Due to Obamacare cuts in Medicare, hospice and home care providers will receive less reimbursement and fewer seniors will be able to use the program, Dombi explained. "We just basically got straight Medicare cuts," he explained, referring to the home health industry. "Home Health has a huge rate cut – the maximum cut that the law committed."
Dombi cited the Centers for Medicare and Medicaid Services (CMS), which admitted that 43 percent of providers will be paid less than cost. CMS estimated that many of the providers already operate at a loss and so can continue to do so. "That position is illogical," Dombi declared, arguing that "the longer a business is in the red, the more likely it will close."
According to the NAHC report, only three states will escape negative Medicare margins in the home health sector – Tennessee, Georgia, and Connecticut. Other states range from small losses, such as Rhode Island (0.2 percent) and Alabama (0.3 percent), to much more significant losses, like Alaska (48.3 percent), North Dakota (38.8 percent), and New York (36.3 percent).
"The factors that influence the cost per visit include staff productivity, staff travel time, and overhead costs," Dombi explained. "In a densely populated state, staff may have only short travel distances between patients while in states like North Dakota and Alaska it may take 1-2 hours to travel between patients."

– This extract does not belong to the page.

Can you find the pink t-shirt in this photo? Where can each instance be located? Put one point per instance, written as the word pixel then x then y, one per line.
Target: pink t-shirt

Robert Moffit, senior fellow at the Heritage Foundation's Center for Health Policy Studies, explained that Obamacare has long been predicted to cut hospice services by $17 billion. "This is the report delivered on July 24, 2012, by the Congressional Budget Office," Moffit explained. "There's no excuse for people being surprised by any of this."
"A lot of these savings are going to be used to pay for the Obamacare expansions through Medicaid and the subsidy program," Moffit said, pointing to a "shift of funding from Medicare to the entitlement expansions in Obamacare." In a report from May 2013, Moffit totaled the Medicare cuts due to ObamaCare – the number came to $716 billion.
"One thing is certain: Under the Obama agenda, seniors will pay more – much more – and they will pay this steep price in many different ways, including a loss of access to care resulting from demoralized doctors and other medical professionals cutting back on Medicare practice," Moffit wrote.
The Center for American Progress, a long-time supporter of the Affordable Care Act, did not return requests for comment by press time.